George C. Poppensiek, dean and professor emeritus in the College of Veterinary Medicine, died Sept. 8 in Ithaca. He was 97.

Poppensiek served as dean from 1959 to 1974, before he was named the first James Law Professor of Comparative Medicine in the veterinary college.

“All of us are beneficiaries of Dean Poppensiek’s exceptional contributions to the college and profession,” said Lorin Warnick, interim dean of the College of Veterinary Medicine.

Born in New York City in 1918 and raised in Bogota, New Jersey, Poppensiek matriculated in Cornell’s College of Agriculture as a pre-veterinary student in 1937. But the following year, he transferred to the University of Pennsylvania, where he earned his undergraduate degree (1938) and Doctor of Veterinary Medicine (1942).

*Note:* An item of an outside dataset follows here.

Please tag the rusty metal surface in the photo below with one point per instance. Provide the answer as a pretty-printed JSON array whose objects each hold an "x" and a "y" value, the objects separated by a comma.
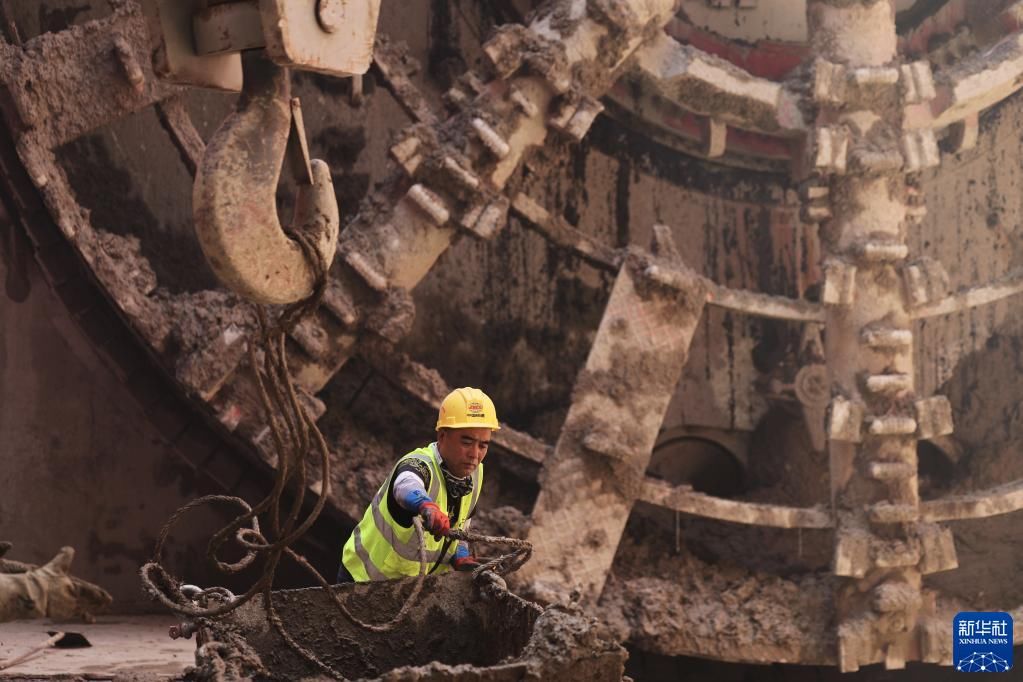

In 1943, Poppensiek became an assistant professor of veterinary science at the University of Maryland, where he was responsible for clinical and laboratory diagnosis following an extensive outbreak of rabies in Prince George’s County, Maryland. This experience led him to become department head in Lederie Laboratories of Pearl River, New York. Four years later, Poppensiek found his way back to Ithaca to embark on graduate study in virology, pathology and biochemistry.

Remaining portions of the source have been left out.